There are three weaknesses in the case Hvistendahl wants to build.
The most important is that she fails to convincingly make the argument that the populations of China and India could have been kept anywhere near their current numbers (by 2030, 16 per cent less than without intervention) without sex selection. Had the 163 million missing females been born, their number would have doubled, probably tripled, when they grew up and had children. Hvistendahl does not adequately address the problems that would have arisen from having half a billion more mouths to feed.
Hvistendahl makes the argument that economic development, access to contraception and educating women lower the birth rate as effectively as authoritarian population control, sex selection and abortion, but she does not establish how long that approach would take, nor does she address the fact that the new economic wealth in India and China is directly tied to lower fertility. Without lower fertility, where would economic development come from?

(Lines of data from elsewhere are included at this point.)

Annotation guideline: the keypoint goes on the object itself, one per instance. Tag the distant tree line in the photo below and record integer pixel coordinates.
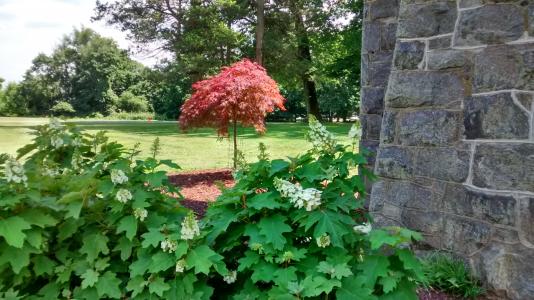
(310, 47)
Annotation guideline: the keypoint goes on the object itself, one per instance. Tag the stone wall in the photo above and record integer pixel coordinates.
(452, 114)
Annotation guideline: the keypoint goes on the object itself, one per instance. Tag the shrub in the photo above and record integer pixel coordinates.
(62, 108)
(81, 219)
(449, 274)
(293, 229)
(128, 102)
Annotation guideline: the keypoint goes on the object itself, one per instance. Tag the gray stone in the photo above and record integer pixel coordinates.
(495, 117)
(504, 166)
(526, 217)
(465, 236)
(449, 164)
(508, 270)
(394, 162)
(504, 67)
(371, 126)
(379, 9)
(463, 201)
(448, 59)
(372, 100)
(429, 128)
(426, 19)
(409, 55)
(439, 43)
(389, 128)
(490, 24)
(425, 88)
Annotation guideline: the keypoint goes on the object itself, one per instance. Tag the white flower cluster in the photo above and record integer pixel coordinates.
(56, 142)
(15, 172)
(168, 246)
(365, 228)
(309, 198)
(55, 124)
(180, 266)
(118, 177)
(323, 241)
(190, 227)
(231, 277)
(140, 214)
(355, 132)
(320, 137)
(124, 195)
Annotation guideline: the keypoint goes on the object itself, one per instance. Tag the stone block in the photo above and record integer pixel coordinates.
(490, 24)
(389, 127)
(426, 19)
(504, 67)
(465, 236)
(388, 32)
(429, 128)
(449, 164)
(409, 55)
(526, 218)
(448, 59)
(443, 42)
(424, 89)
(504, 166)
(371, 126)
(380, 9)
(394, 162)
(495, 117)
(507, 269)
(372, 101)
(463, 201)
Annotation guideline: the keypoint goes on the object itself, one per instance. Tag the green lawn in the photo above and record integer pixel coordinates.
(199, 149)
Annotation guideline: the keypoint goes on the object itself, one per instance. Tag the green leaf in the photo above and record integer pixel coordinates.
(128, 224)
(90, 277)
(43, 265)
(199, 258)
(278, 165)
(263, 200)
(108, 284)
(12, 230)
(161, 261)
(38, 218)
(158, 286)
(94, 244)
(388, 283)
(152, 238)
(273, 228)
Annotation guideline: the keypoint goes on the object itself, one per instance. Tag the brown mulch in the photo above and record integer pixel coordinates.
(201, 187)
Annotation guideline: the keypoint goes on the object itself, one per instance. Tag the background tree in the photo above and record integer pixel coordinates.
(242, 93)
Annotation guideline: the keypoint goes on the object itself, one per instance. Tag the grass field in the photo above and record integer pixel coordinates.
(199, 149)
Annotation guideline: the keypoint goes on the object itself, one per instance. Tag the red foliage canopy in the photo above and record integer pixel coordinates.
(242, 92)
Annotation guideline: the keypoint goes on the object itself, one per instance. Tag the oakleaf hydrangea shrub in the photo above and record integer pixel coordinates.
(80, 218)
(297, 228)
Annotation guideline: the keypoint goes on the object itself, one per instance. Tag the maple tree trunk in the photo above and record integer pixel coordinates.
(260, 30)
(304, 54)
(235, 144)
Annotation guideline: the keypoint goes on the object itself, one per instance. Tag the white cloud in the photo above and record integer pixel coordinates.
(30, 27)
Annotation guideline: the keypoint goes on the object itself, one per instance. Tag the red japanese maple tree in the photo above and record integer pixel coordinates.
(241, 93)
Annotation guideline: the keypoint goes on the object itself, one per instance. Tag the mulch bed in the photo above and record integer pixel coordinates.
(199, 188)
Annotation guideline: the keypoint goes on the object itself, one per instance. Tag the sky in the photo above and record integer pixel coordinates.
(29, 27)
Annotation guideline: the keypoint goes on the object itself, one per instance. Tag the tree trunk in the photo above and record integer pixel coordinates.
(304, 55)
(260, 30)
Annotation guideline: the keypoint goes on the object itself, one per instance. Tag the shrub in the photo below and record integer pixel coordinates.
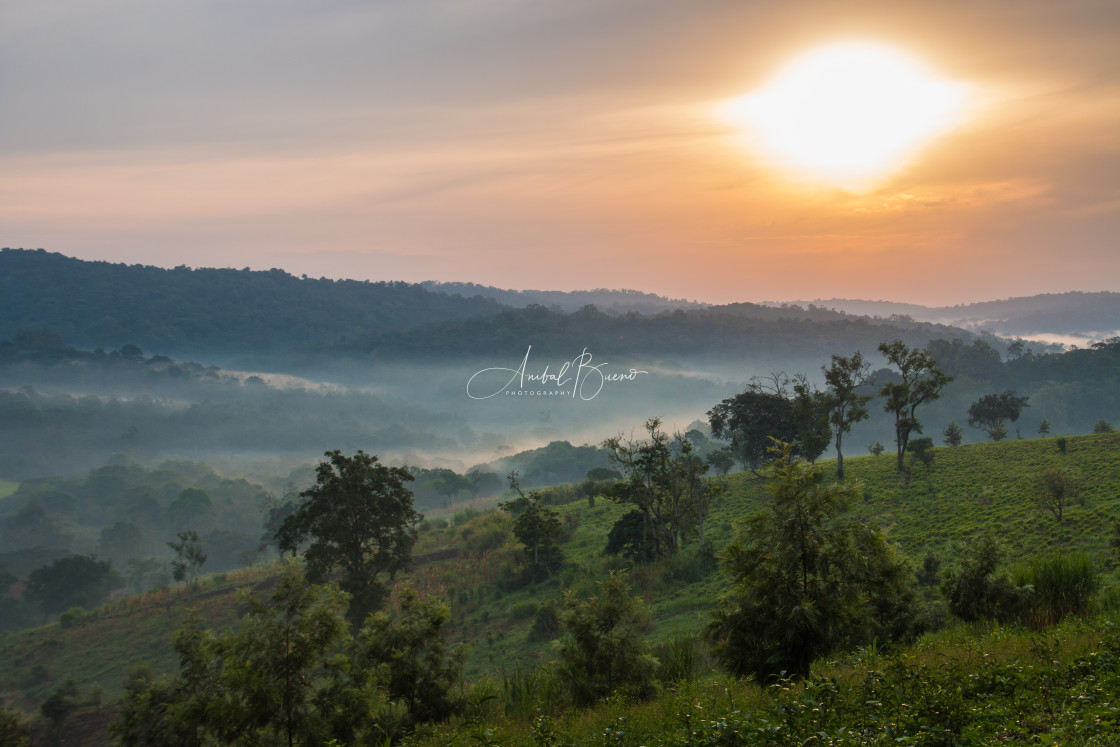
(484, 532)
(74, 617)
(682, 659)
(546, 625)
(522, 610)
(600, 652)
(976, 591)
(1062, 586)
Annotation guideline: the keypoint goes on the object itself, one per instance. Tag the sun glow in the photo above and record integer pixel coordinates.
(848, 113)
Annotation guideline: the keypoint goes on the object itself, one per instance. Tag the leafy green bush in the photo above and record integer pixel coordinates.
(484, 532)
(522, 610)
(1061, 586)
(600, 652)
(74, 617)
(976, 591)
(682, 659)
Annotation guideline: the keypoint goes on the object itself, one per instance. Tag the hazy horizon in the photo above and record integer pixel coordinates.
(570, 146)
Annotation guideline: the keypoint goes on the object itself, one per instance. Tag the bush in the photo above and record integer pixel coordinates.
(546, 625)
(484, 532)
(682, 659)
(522, 610)
(74, 617)
(1062, 586)
(600, 652)
(976, 591)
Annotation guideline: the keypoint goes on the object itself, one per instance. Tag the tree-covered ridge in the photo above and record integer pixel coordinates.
(612, 301)
(737, 332)
(104, 305)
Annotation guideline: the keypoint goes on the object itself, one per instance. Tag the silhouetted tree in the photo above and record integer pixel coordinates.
(356, 519)
(922, 382)
(847, 407)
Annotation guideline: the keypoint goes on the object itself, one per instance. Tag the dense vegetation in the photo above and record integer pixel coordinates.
(938, 512)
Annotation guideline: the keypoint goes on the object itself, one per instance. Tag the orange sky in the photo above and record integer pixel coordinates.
(559, 146)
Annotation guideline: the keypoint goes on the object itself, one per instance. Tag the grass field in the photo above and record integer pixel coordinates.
(968, 489)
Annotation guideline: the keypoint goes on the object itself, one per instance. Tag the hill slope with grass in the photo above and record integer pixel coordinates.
(472, 561)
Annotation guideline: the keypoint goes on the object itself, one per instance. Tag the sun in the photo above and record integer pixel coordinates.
(848, 113)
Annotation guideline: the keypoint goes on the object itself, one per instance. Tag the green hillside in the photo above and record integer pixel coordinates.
(472, 560)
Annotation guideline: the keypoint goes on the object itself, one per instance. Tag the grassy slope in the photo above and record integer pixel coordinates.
(969, 488)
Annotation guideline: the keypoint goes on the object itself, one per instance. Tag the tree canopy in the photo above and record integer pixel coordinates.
(922, 382)
(991, 411)
(804, 580)
(356, 519)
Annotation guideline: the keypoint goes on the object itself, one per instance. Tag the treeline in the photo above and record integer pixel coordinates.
(72, 541)
(206, 310)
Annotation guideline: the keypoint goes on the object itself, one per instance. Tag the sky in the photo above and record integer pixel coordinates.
(575, 145)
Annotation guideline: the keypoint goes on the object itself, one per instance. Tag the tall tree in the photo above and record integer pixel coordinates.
(847, 407)
(538, 528)
(804, 581)
(922, 382)
(358, 519)
(991, 411)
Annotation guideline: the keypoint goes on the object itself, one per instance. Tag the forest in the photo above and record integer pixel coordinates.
(801, 524)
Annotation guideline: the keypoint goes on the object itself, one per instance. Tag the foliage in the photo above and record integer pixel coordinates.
(409, 645)
(538, 528)
(267, 681)
(663, 482)
(953, 433)
(803, 581)
(922, 382)
(768, 410)
(630, 539)
(1062, 585)
(14, 733)
(71, 581)
(846, 404)
(922, 448)
(991, 411)
(976, 591)
(358, 520)
(600, 652)
(189, 557)
(291, 673)
(1056, 491)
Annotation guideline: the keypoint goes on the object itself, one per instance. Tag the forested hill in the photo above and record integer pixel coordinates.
(206, 313)
(206, 310)
(610, 301)
(1073, 313)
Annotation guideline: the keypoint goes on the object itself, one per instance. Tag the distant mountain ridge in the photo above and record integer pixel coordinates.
(1074, 313)
(606, 300)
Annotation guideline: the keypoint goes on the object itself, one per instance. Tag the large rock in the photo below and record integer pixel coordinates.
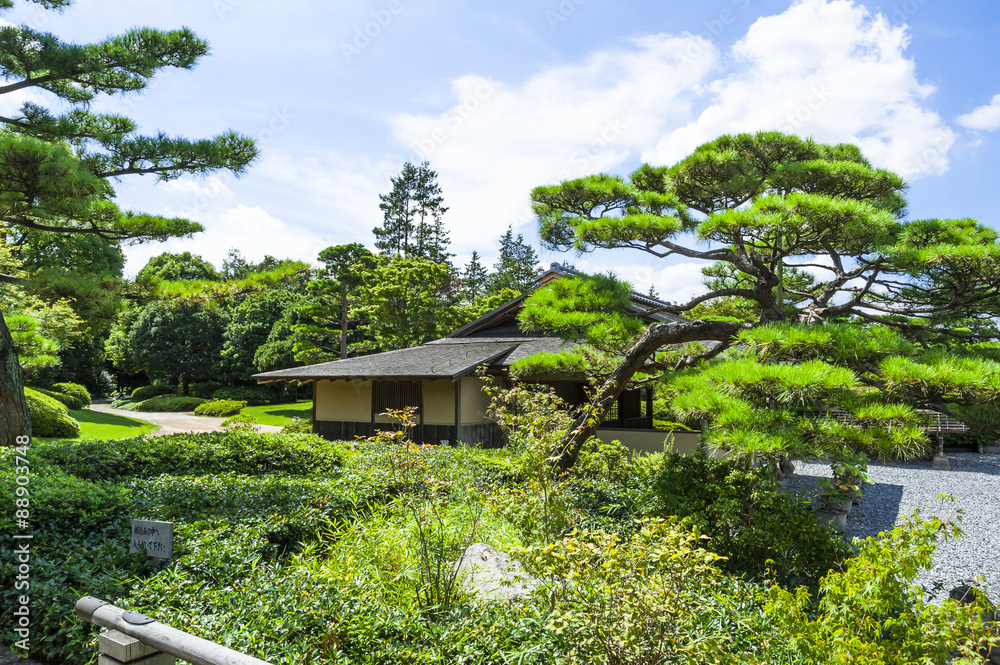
(491, 574)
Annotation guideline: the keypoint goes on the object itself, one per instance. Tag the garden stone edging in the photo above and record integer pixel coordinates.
(491, 574)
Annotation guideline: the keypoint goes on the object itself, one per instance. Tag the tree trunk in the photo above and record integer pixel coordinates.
(656, 336)
(14, 418)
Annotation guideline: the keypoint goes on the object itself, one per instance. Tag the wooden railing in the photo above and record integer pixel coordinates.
(135, 638)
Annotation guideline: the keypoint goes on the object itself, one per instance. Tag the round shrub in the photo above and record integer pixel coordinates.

Second, Hvistendahl refers repeatedly to the enormous and alarming damage sex selection is doing to the world, but she doesn't explain what that damage is until the last third of the book. By then, the build-up has been too big for the damage she does point to, much of it still only potential: There are now a lot of single young men ("surplus men," she calls them) who are potentially volatile (single, childless men have higher testosterone levels than married fathers) and can't find mates.
Societies with a high ratio of males are bad for women and come with increased prostitution, kidnapping, bride buying and reduction of women in the work force, as those of child-bearing age are pressed into having children and raising families - and bad for the societies in that the increased levels of high-testosterone frustration can lead to violence, war and political instability.